You can see this from how NHS England dishonestly defines “unregulated”.

You can see this even more explicitly in this section which amounts to a statement that it is every other country’s regulators which create additional risk and only England's which do not.

(Despite NHS England clearly and actively forcing GPs to create risk for its patients.)

NHS England also continues to encourage GPs to make safeguarding referrals in respect of a practice which is entirely orthodox in most of the rest of the world.

Again, this is intellectually dishonest. There is NO BASIS AT ALL, not even in the policy based evidence making Cass Review, for suggesting puberty blockers pose an “immediate safety risk”.

The intended effect of these referrals - and many are being made by social workers or Councils who basically want to eradicate the idea of transness - is that families who wish to adhere to international treatment protocols are frightened into ignoring them.

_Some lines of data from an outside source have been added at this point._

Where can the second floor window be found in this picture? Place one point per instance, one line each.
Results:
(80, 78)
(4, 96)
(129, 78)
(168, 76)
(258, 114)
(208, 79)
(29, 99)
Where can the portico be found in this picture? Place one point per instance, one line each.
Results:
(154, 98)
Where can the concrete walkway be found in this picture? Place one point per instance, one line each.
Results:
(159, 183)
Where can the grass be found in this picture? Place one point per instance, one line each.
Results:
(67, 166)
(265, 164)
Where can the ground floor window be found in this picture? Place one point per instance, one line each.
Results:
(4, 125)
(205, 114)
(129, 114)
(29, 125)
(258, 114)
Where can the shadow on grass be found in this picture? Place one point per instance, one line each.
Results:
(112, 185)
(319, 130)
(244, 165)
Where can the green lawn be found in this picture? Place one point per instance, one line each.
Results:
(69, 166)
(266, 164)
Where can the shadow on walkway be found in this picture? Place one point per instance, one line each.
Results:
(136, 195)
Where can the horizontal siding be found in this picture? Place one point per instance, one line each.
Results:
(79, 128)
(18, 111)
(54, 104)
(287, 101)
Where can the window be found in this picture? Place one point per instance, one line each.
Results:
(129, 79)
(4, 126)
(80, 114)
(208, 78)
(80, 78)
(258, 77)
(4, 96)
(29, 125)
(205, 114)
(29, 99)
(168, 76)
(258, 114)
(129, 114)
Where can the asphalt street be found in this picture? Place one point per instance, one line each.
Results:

The consequence is to transfer scare social services resources away from children who are actually at risk like these children - who Wes Streeting’s government pretends to cares about.

I regret to say that Wes Streeting’s war against trans people is not confined to young trans people.

Here NHS England (presently only gently) discourages GPs from supporting shared care arrangements with adult trans patients as well.

Standing back, families are left with unenviable choices. Trans people are taking their own lives in numbers and Wes Streeting is suppressing the evidence.

There remain private providers based outside the UK who can offer both PBs and blood tests - to those who can afford them.